The meaning? You can only work with what you’ve got. If you’ve got nothing, dressing it up and make it look pretty won’t help.
I’m reminded of this every time a prospect asks if I’ll just rewrite their home page – and not touch the rest of their site copy.
Sometimes, the prospect is convinced that a few home page keyphrase tweaks will help their entire site’s SEO. Or, they know their home page is dull and ineffective – and they hope that adding some “conversion punch” will drive more leads (or make more sales.)
Sadly, this is rarely – if ever – the case.
It’s true that your home page is an important page. It’s like your virtual storefront, showing your prospects who you are, what you do and how you can help.
But the goal of your home page isn’t to immediately make a sale. It’s to guide people your product or service pages.
And that’s where the real conversion (and positioning) magic lives.
There are three major holes in the “rewriting our home page is the magic bullet” theory:
- It’s often more important to focus on your “money pages.” What product or service pages generate the most income? Rewrite those first. When I set an SEO content strategy, I outline the top pages that will help “move the needle” the fastest. That way, you’re seeing immediate improvement in the areas that make you the most money.
(Note that I said “money pageS.” Rewriting a subcategory page by itself probably won’t work. Rewriting an entire section can definitely help.)
- In a perfect world, prospects land on your inner pages – not your home page. If people are searching for a certain product or service, you want them to find the landing page specific to their query. Not your home page (where they would have to search again for what they want.)
- Rewriting the home page – without touching any of the inner pages – typically doesn’t work. Have you ever seen a poorly-done house addition? The new addition tends to stand out like a sore thumb and doesn’t flow with the rest of the design. Web copy is the same way. One really good page won’t make the rest of your site read better by default. This kind of user experience can be jarring and actually decrease conversion rates.
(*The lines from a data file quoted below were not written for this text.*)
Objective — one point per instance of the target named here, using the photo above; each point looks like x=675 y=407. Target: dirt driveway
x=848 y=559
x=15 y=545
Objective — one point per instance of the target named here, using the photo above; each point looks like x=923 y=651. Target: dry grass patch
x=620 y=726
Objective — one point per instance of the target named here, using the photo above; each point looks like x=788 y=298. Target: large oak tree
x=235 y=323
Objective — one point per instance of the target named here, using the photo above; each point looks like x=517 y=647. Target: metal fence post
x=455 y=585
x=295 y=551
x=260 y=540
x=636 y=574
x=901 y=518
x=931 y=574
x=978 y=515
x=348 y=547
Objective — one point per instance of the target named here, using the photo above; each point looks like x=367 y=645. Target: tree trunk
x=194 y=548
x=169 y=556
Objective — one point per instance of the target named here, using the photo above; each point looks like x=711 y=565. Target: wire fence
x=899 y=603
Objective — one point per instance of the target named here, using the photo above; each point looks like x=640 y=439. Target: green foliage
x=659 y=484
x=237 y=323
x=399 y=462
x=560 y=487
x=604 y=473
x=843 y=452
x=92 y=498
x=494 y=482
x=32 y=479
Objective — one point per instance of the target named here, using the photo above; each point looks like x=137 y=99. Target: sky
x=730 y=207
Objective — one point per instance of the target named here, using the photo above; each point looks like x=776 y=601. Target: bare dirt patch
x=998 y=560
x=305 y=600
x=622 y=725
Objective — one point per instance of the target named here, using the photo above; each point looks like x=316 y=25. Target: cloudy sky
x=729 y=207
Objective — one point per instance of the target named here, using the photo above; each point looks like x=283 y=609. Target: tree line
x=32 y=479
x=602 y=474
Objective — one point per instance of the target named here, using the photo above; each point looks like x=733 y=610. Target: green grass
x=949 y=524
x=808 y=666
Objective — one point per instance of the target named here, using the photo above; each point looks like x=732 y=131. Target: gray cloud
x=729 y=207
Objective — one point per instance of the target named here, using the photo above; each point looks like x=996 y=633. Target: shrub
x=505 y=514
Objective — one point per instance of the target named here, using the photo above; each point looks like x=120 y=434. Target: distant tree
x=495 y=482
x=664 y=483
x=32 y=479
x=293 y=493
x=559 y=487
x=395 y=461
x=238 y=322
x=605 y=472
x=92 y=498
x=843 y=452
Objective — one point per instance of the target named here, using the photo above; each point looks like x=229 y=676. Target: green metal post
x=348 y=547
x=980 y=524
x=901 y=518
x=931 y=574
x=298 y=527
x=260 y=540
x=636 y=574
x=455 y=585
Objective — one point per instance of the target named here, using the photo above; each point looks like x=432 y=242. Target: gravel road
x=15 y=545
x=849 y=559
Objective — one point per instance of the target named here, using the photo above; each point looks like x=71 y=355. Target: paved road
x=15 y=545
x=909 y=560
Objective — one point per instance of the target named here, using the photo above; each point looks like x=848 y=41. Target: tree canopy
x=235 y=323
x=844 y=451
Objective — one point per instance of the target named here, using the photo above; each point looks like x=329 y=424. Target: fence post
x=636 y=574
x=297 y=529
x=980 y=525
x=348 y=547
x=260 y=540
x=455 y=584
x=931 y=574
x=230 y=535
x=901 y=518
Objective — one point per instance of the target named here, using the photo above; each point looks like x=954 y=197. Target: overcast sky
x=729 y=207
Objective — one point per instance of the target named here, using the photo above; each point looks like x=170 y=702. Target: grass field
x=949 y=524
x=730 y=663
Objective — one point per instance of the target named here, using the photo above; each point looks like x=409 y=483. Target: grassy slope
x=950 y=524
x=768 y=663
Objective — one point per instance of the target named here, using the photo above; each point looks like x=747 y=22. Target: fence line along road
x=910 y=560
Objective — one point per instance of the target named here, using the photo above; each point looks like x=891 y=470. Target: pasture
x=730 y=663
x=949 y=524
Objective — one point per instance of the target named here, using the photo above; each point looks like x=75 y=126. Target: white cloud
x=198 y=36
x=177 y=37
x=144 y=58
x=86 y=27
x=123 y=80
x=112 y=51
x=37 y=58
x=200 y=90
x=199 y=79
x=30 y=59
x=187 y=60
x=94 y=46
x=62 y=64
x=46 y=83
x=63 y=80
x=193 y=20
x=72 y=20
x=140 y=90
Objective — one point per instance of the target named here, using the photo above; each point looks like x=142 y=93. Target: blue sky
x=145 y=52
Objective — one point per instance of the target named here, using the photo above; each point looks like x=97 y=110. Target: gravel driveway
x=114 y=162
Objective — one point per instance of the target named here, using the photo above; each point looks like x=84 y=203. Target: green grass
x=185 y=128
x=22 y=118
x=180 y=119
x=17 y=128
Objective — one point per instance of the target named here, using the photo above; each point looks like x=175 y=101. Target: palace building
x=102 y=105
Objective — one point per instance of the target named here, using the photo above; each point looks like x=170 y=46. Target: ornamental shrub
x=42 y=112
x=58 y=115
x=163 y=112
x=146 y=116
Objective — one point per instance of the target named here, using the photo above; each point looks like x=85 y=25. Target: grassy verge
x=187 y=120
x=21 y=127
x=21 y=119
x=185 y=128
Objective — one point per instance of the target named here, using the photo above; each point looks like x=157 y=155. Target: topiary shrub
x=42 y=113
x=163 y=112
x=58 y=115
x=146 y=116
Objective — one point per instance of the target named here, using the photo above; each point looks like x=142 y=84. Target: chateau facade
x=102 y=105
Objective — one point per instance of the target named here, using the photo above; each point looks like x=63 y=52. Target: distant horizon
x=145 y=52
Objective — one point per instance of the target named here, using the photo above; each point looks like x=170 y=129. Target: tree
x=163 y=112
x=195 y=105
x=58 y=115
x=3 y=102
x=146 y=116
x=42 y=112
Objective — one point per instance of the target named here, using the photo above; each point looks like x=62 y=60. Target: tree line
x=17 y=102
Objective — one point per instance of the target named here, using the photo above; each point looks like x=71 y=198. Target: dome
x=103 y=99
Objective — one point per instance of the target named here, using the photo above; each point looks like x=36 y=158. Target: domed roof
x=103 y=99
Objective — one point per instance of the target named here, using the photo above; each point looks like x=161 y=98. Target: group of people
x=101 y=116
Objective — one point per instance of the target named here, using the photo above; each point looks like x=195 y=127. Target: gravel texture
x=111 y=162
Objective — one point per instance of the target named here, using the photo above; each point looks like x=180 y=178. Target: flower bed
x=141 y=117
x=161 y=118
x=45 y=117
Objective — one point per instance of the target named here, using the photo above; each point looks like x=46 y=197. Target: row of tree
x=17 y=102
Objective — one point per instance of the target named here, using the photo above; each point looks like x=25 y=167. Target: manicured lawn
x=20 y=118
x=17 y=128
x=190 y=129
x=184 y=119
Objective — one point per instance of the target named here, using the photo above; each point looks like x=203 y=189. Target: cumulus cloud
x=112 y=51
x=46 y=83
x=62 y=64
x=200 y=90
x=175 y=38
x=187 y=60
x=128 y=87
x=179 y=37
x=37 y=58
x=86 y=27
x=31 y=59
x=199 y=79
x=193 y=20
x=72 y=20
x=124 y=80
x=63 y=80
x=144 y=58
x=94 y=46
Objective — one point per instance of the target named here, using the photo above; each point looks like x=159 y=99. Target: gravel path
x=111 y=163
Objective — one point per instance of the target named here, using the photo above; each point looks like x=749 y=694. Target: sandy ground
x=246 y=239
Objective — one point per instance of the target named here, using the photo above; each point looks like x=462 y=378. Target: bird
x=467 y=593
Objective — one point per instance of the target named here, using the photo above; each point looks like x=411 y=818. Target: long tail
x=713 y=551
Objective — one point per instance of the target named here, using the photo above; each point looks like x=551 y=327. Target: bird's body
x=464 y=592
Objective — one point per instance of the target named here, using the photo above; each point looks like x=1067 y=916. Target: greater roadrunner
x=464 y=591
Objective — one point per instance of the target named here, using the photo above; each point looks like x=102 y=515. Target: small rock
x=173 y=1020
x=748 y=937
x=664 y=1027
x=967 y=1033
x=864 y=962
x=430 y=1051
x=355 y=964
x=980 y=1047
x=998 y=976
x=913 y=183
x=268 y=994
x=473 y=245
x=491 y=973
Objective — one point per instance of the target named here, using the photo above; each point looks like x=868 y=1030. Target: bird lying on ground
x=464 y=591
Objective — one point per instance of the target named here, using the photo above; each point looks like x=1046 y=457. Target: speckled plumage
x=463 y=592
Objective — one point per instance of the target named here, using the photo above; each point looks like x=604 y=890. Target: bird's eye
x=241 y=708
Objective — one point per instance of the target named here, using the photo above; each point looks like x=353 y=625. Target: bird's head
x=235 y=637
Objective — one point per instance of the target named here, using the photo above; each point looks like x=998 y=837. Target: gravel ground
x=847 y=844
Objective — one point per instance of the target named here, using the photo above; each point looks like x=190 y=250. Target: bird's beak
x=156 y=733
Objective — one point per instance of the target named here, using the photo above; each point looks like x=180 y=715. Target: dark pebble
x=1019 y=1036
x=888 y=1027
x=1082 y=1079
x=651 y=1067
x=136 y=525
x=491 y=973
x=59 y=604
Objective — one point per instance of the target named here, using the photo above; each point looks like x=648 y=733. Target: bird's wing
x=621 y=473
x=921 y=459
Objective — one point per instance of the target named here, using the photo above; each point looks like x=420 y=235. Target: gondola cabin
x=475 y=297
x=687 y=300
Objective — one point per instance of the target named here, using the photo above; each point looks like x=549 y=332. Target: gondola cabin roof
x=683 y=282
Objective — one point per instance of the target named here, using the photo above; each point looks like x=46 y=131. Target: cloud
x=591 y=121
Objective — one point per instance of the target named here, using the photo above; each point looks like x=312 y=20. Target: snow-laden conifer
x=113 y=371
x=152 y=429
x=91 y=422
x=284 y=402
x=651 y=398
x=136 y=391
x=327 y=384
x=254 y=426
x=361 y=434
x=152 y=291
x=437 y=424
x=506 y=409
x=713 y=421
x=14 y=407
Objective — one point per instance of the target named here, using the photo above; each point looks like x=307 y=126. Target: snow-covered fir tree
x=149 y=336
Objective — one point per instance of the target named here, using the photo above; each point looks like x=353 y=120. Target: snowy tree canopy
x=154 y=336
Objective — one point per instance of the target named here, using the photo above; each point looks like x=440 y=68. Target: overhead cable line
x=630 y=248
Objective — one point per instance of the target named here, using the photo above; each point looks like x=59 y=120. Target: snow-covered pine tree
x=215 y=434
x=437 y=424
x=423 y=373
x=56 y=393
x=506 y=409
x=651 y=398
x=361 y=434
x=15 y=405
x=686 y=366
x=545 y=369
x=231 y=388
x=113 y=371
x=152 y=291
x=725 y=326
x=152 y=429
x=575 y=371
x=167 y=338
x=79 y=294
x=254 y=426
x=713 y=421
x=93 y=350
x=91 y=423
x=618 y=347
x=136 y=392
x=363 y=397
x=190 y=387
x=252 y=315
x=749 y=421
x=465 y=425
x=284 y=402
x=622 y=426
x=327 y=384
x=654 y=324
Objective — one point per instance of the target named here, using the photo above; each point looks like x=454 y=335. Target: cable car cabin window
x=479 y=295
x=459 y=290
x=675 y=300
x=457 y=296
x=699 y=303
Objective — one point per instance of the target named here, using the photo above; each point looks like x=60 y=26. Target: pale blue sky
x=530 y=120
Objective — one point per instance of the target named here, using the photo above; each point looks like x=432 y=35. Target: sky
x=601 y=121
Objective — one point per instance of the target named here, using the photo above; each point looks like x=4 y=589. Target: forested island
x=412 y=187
Does this mean that you have to rewrite every page at once? No. The first step would be setting a strategy, determining the pages that need “fixing” and setting up a sustainable rewrite plan. If that means you rewrite a few pages a month – fine. At least there’s an ongoing progress.
Will it take work? Sure. Is it worth it? Yes. If you’re on the fence, I challenge you to set up your own SEO content rewrite strategy (or hire someone who can help.)
You’ll be amazed at the difference. Really.